D’autant plus quand on sort d’un livre “grand public” comme Dark Lens, ou je faisais se côtoyer des lieux réels et des personnages de Star Wars et qui était, de fait, d’un abord bien plus facile ! Là, il faut accepter sa froideur, sa pesanteur même, ce n’est pas un livre agréable au sens de séduisant. Il demande des efforts. Il faut y revenir, formuler ses propres hypothèses. Et malgré tout, il reste énigmatique. C’est ce qui fait son charme… un charme austère, j’en conviens. Mais un livre qui m’étais devenu essentiel. Je ne voulais plus d’un livre qui ne soit qu’une accumulation de belles images. Un livre photo ne doit plus être qu’un objet rassurant, un objet lisse qu’on pose élégamment sur une table de salon. Il se doit d’être problématique. Il doit avoir une capacité à nous troubler, à nous faire sortir de nos habitudes, de nos conforts respectifs, autant le photographe que le spectateur. Le souci dans Zone de Repli, c’est qu’il n’y a rien à photographier… qu’une sensation, une angoisse. Un rapport ambigu et distancié aux choses qui nous entourent. Comment le dire, le faire ressentir visuellement ? C’est tout l’enjeu du livre.

4

Présenter Zone de Repli dans le Pays de Gex peut également générer des réactions que tu n’attends pas forcément. Qu’en penses-tu ?

Je ne sais pas à quoi m’attendre. Peut-être de l’hostilité pour certains, une forme de désapprobation, et peut-être une reconnaissance pour d’autres ou simplement de l’indifférence… Je ne sais pas. Ce qui me parait essentiel de dire c’est que zone de repli n’est pas un livre sur l’affaire Romand, on n’y apprend rien de nouveau, ni sur le pays de Gex, cela aurait pu se passer ailleurs, mais un livre à partir de cette affaire. Encore une fois tout mon projet photographique est sous tendu par la même idée : comment notre perception des choses est, pour une large part, redevable à la fiction préalable que l’on s’en fait.
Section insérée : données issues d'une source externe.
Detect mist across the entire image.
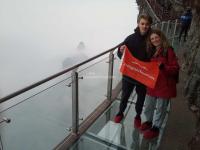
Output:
[0,0,138,97]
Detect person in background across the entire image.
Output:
[140,29,179,139]
[179,8,192,41]
[114,14,152,128]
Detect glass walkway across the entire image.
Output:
[0,20,179,150]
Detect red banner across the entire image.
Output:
[120,48,159,88]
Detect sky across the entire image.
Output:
[0,0,138,97]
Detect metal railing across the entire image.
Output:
[0,20,181,149]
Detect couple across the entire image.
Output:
[114,14,179,139]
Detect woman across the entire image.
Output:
[140,29,179,139]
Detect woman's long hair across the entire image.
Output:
[147,29,171,56]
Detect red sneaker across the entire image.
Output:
[134,116,141,128]
[140,121,152,132]
[114,114,124,123]
[143,127,159,139]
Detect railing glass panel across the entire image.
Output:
[112,53,122,89]
[0,74,72,150]
[78,54,109,123]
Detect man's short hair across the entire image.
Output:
[137,13,153,24]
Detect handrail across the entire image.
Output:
[0,43,122,104]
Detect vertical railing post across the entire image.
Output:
[165,20,170,37]
[172,19,178,46]
[107,51,114,100]
[72,70,79,134]
[154,23,158,28]
[161,21,165,31]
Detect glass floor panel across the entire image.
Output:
[71,93,170,150]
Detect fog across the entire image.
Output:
[0,0,138,97]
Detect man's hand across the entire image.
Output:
[119,45,126,53]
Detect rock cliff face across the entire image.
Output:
[182,0,200,150]
[138,0,200,149]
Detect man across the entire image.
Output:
[114,14,152,128]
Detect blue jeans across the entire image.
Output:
[144,95,169,128]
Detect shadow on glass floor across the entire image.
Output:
[70,94,168,150]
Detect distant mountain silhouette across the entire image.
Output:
[62,41,88,68]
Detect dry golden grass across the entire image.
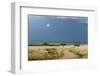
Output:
[28,45,88,60]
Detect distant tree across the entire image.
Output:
[43,42,49,46]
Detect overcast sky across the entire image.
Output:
[28,15,88,43]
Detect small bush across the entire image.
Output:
[74,44,80,47]
[28,48,64,60]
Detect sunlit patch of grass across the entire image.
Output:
[69,46,88,58]
[28,47,64,60]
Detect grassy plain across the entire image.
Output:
[28,44,88,61]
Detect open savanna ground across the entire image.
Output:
[28,44,88,61]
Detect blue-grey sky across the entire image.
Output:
[28,15,88,43]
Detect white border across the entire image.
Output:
[11,3,96,73]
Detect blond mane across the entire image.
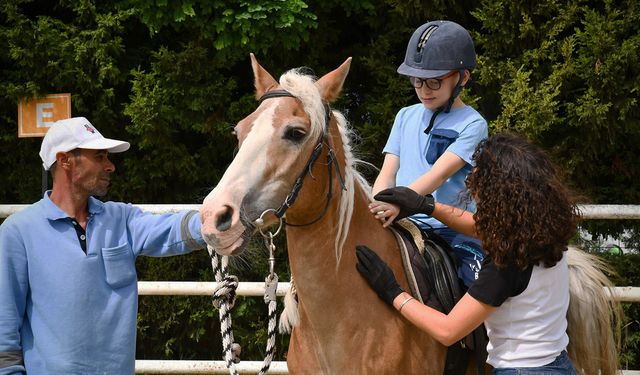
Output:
[280,69,372,263]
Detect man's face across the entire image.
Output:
[71,149,116,197]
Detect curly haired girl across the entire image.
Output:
[356,134,615,375]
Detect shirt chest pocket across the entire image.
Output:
[425,129,459,164]
[102,243,137,289]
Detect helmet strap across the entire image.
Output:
[424,69,465,134]
[444,69,464,113]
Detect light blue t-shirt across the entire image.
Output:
[383,103,488,228]
[0,192,204,375]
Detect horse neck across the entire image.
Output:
[287,129,397,301]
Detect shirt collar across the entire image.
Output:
[42,190,104,220]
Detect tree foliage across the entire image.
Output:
[0,0,640,369]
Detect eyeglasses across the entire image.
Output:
[409,70,458,90]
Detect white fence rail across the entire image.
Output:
[0,204,640,375]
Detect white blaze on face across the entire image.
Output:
[200,102,277,253]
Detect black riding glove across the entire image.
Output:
[356,245,403,305]
[373,186,435,220]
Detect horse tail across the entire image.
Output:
[278,273,300,334]
[567,247,622,375]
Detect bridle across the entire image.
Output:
[258,89,347,227]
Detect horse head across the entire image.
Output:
[200,54,351,255]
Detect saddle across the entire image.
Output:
[391,219,488,375]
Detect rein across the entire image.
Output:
[258,89,346,227]
[207,89,346,375]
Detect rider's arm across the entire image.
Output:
[372,153,400,195]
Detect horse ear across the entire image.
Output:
[249,53,278,99]
[316,57,351,103]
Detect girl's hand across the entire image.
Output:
[369,201,400,228]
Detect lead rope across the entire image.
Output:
[207,246,241,375]
[207,209,282,375]
[259,231,278,375]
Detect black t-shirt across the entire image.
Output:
[467,257,533,307]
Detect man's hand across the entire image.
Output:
[373,186,435,220]
[356,245,403,306]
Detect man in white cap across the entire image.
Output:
[0,117,204,375]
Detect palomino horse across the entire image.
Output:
[201,55,620,375]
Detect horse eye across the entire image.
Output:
[283,127,307,142]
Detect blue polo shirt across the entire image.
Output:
[0,192,204,375]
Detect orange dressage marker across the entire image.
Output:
[18,94,71,138]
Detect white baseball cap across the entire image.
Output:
[40,117,130,171]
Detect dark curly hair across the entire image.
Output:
[466,134,578,270]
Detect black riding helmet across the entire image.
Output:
[398,21,476,133]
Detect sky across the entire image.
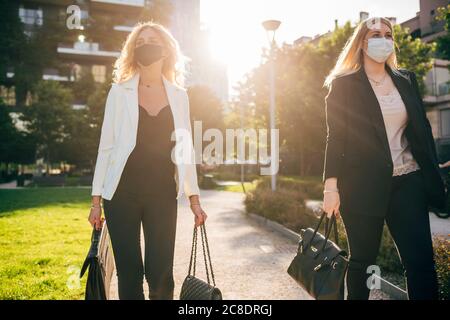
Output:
[201,0,420,92]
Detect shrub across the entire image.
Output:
[433,237,450,300]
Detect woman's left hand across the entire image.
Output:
[191,204,208,227]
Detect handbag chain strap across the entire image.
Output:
[188,224,216,286]
[302,212,338,251]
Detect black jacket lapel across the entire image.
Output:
[356,66,392,161]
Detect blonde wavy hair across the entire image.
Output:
[324,17,398,87]
[113,21,187,86]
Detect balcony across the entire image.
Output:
[57,41,120,59]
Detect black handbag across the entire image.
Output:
[180,224,222,300]
[80,223,115,300]
[287,212,348,300]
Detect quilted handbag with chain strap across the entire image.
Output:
[180,224,222,300]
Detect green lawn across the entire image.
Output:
[0,188,91,299]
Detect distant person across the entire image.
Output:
[89,22,207,300]
[323,18,445,299]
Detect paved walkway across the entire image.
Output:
[111,190,311,300]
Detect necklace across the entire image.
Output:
[139,82,163,88]
[367,73,387,87]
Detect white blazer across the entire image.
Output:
[91,72,200,200]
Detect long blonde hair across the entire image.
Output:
[324,17,398,87]
[113,21,187,86]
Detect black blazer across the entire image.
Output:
[323,65,445,216]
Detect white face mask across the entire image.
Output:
[367,38,394,63]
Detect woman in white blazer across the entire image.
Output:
[89,22,207,299]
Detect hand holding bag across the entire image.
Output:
[180,224,222,300]
[80,223,115,300]
[287,212,348,300]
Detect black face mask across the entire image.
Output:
[134,44,162,67]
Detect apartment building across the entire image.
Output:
[0,0,228,108]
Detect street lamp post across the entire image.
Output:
[262,20,281,191]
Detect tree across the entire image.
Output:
[436,5,450,60]
[0,100,36,175]
[21,80,74,172]
[188,86,224,130]
[394,25,436,94]
[229,22,434,175]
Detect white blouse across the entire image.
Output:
[376,86,420,176]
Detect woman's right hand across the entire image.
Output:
[88,206,103,230]
[323,191,341,218]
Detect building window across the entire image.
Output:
[92,64,106,82]
[19,7,43,26]
[441,109,450,138]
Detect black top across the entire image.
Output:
[117,105,176,194]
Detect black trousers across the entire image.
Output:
[342,170,438,300]
[103,190,177,300]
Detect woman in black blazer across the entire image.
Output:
[323,18,445,299]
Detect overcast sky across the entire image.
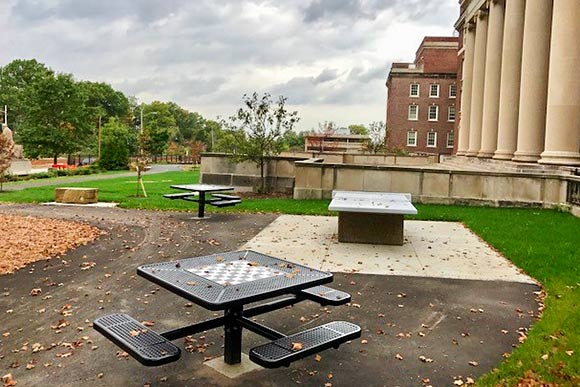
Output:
[0,0,459,130]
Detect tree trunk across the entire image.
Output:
[260,159,266,193]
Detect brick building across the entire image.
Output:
[386,36,459,154]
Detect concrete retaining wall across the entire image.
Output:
[280,152,439,165]
[201,153,304,193]
[294,161,566,206]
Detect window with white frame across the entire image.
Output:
[427,132,437,148]
[429,83,439,98]
[428,105,439,121]
[447,106,455,121]
[449,85,457,98]
[407,130,417,146]
[447,132,455,148]
[409,83,419,98]
[409,105,419,121]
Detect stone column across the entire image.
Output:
[540,0,580,165]
[457,22,475,156]
[465,11,487,156]
[477,0,504,158]
[493,0,526,160]
[513,0,552,162]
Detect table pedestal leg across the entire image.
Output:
[224,308,242,364]
[197,192,205,218]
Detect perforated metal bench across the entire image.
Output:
[250,321,361,368]
[93,313,181,366]
[163,192,198,199]
[299,286,351,306]
[207,199,242,207]
[211,194,241,200]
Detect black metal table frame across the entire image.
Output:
[137,250,333,364]
[153,294,318,365]
[170,185,234,218]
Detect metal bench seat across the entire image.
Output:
[211,194,241,200]
[93,313,181,366]
[299,286,351,306]
[250,321,361,368]
[207,199,242,207]
[163,192,198,199]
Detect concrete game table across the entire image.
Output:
[328,191,417,245]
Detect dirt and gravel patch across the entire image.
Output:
[0,214,104,275]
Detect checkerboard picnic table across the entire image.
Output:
[93,250,361,368]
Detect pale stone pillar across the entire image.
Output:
[477,0,504,158]
[457,22,475,156]
[513,0,552,162]
[540,0,580,165]
[465,11,487,156]
[493,0,526,160]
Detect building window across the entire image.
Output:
[407,130,417,146]
[429,105,439,121]
[447,106,455,121]
[447,132,454,148]
[409,83,419,98]
[409,105,419,121]
[429,83,439,98]
[427,132,437,148]
[449,85,457,98]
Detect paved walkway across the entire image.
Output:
[245,215,535,283]
[0,205,538,387]
[4,164,182,191]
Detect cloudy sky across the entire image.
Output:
[0,0,459,130]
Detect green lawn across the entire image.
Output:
[0,171,580,386]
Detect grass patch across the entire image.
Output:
[0,171,580,387]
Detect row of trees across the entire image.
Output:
[0,59,234,167]
[0,59,388,179]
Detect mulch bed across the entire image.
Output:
[0,214,104,275]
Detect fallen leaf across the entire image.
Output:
[2,374,16,387]
[30,288,42,297]
[292,343,304,351]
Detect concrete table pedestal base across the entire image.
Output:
[338,212,403,246]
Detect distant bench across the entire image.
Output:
[328,191,417,245]
[54,187,99,204]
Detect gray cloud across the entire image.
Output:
[0,0,458,130]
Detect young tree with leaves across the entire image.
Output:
[19,74,95,163]
[224,92,299,192]
[0,124,14,192]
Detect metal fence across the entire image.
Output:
[151,155,200,164]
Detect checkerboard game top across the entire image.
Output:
[137,250,332,310]
[170,184,234,192]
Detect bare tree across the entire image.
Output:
[366,121,387,153]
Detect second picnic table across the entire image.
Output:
[163,184,242,218]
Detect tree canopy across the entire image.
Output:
[224,92,300,191]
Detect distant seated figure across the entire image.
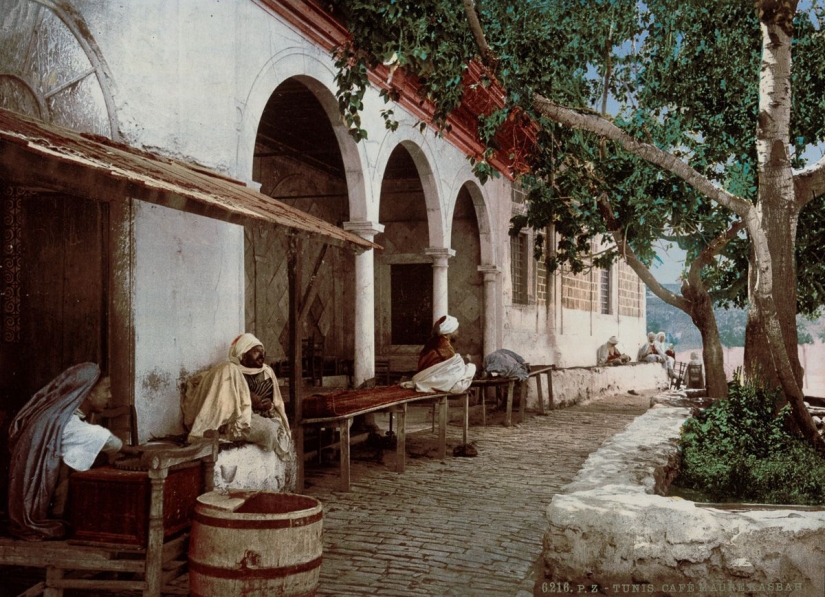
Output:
[181,334,294,461]
[656,332,676,377]
[685,352,705,390]
[401,315,476,394]
[636,332,665,363]
[596,336,630,367]
[9,363,136,541]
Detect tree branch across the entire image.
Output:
[598,193,690,313]
[533,94,753,218]
[461,0,499,72]
[793,156,825,209]
[688,220,745,288]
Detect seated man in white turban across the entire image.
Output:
[182,334,291,461]
[596,336,630,367]
[9,363,137,541]
[401,315,476,394]
[636,332,665,363]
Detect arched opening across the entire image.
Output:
[375,144,433,371]
[449,184,484,365]
[245,78,355,385]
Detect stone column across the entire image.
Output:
[344,222,384,388]
[424,247,455,322]
[478,265,501,355]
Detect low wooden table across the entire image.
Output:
[470,365,556,427]
[296,386,470,491]
[0,439,218,597]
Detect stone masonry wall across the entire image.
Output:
[537,396,825,597]
[527,363,668,408]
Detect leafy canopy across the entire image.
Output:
[331,0,825,302]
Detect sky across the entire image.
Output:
[653,247,685,284]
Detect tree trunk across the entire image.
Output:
[682,282,728,398]
[745,0,825,454]
[743,201,804,388]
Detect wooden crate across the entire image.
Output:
[68,463,203,547]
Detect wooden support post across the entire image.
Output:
[43,566,63,597]
[461,391,470,446]
[338,419,352,491]
[395,404,407,473]
[536,373,549,415]
[438,396,448,460]
[287,234,304,491]
[143,467,169,597]
[293,423,304,493]
[478,387,487,427]
[504,379,516,427]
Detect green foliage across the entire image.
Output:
[677,383,825,504]
[330,0,825,313]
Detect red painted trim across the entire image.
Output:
[195,510,324,530]
[189,556,323,580]
[258,0,536,179]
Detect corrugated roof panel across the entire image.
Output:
[0,109,381,249]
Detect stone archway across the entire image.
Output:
[449,184,484,364]
[244,77,355,374]
[375,143,439,370]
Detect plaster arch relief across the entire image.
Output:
[236,47,368,220]
[372,132,450,248]
[448,168,498,266]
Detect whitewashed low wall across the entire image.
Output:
[537,396,825,597]
[214,444,297,492]
[527,363,668,409]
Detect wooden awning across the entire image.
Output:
[0,109,381,249]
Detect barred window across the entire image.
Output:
[510,234,528,305]
[536,252,547,305]
[599,269,610,315]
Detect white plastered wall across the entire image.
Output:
[75,0,644,436]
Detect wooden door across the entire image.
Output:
[0,188,108,412]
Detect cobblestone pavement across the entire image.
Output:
[304,393,651,597]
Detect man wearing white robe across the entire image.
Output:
[182,334,293,461]
[401,315,476,394]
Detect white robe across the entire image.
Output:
[401,354,476,394]
[181,361,290,458]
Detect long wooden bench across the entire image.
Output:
[296,385,469,491]
[0,440,217,597]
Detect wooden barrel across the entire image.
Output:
[189,491,324,597]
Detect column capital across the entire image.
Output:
[424,247,455,267]
[344,221,384,241]
[478,265,501,282]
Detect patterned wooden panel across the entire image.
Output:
[245,158,355,361]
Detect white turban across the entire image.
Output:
[438,315,458,336]
[229,334,264,365]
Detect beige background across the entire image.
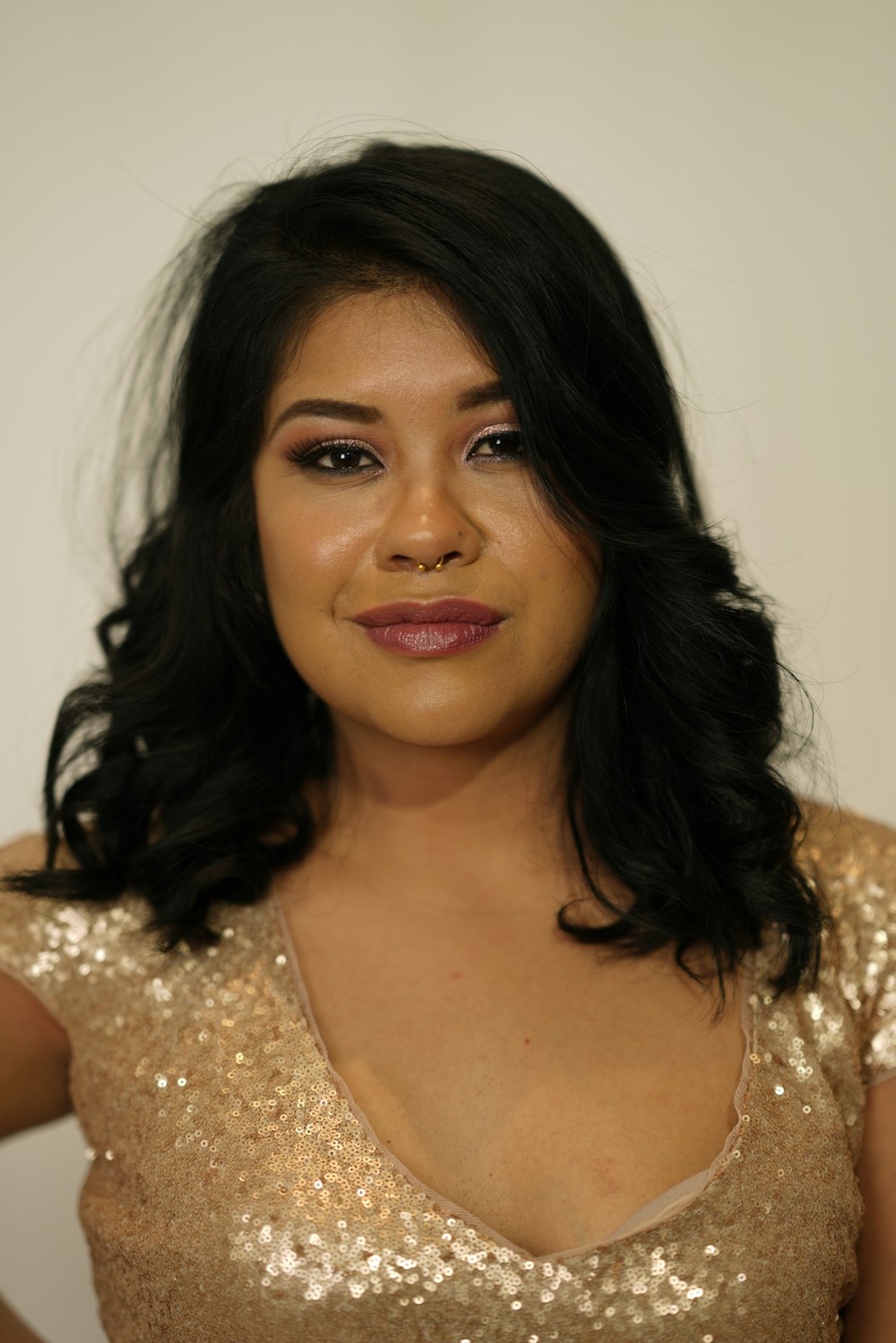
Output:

Et donc pour ma part, comment je suis entré en contact avec le pays de Gex simplement hanté par ce fait divers. Cela donne des images troubles, obscures… et belles, je trouve, à leur manière. J’espère, en définitive, que cela suscitera des réactions, quelles qu’en soient leur nature.

5

Qu’as-tu envie de dire au public pour présenter ce travail ?

J’ai souhaité organiser une rencontre avec le public, pour ceux comme moi que le sujet travaille ou dérangent, en un sens c’est plutôt moi qui ait envie d’entendre ce que dit le public. Comment ressentent-ils ces lieux que j’ai photographiés et qui leur sont familiers ? Y reconnaissent-ils leur pays de Gex ou se sentent-ils totalement “étranger” à cette façon de les montrer ? Ces questions m’intéressent. J’aimerais pouvoir en discuter avec eux. J’ai écrit un texte qui n’est pas dans la version définitive du livre photo et que je lirai en partie pour commencer notre conversation. Cette lecture se fera en collaboration avec un violoncelliste. J’aime ce mélange des pratiques, j’aime surtout l’intensité et la profondeur qu’apporte instantanément la musique. Ce sera, je crois, une belle façon de planter le décor.

6

Enfin, quel sens prend le concept de « Confrontations Photo » avec Zone de repli ?

Une zone de repli décrit un espace en retrait, refermé sur lui-même, l’idée de confrontation c’est l’idée inverse, celle d’aller vers l’autre, de prendre le risque de sortir de sa zone de confort pour engager un rapport plus direct avec le monde : avec le réel.
Cette confrontation est donc essentielle.